Tip: if you have children and a credit card, add them on as an authorized user and pay the bill on time. By the time they are 18, they will have an 800+ credit score. This isn’t to replace financial lessons learned as they age but to get them off to a great start so by the time they are 18 they will know how to manage money responsibly to maintain this high credit score.
Open Money Discussions
Having discussions about money with your children is important. This seems taboo in our culture however is a fatal mistake to improving both our own financial understanding and educating our kids about money.
Setting aside our need to compare ourselves to others and using income as a significant measuring stick to success, happiness, and joy, we can start to have deeper, more diverse discussions around money.
After all, money is not the end game. Our time and finding purpose is and the sooner we harness the rules of money and how it works, the sooner we can unlock more time to spend with those we love and do purposeful things.

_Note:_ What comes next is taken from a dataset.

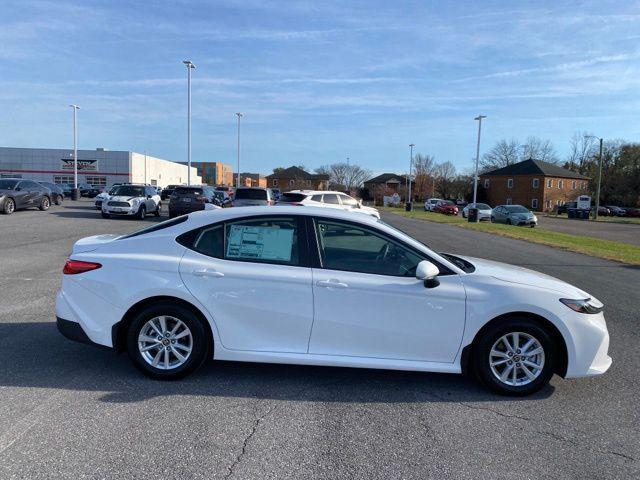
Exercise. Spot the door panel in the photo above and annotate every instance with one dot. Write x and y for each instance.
(383, 316)
(260, 307)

Discussing money with kids may seem awkward and you may not even know where to start. The truth is, the more decisions, guidance, and advice you can have with your children the better off they will be at managing their money in ways that benefit them and prepare them for adulthood.
Here is a good resource by the Consumer Financial Protection Bureau to help parents wade in the financial waters with their children.
What have you found helpful in teaching your kids financial independence?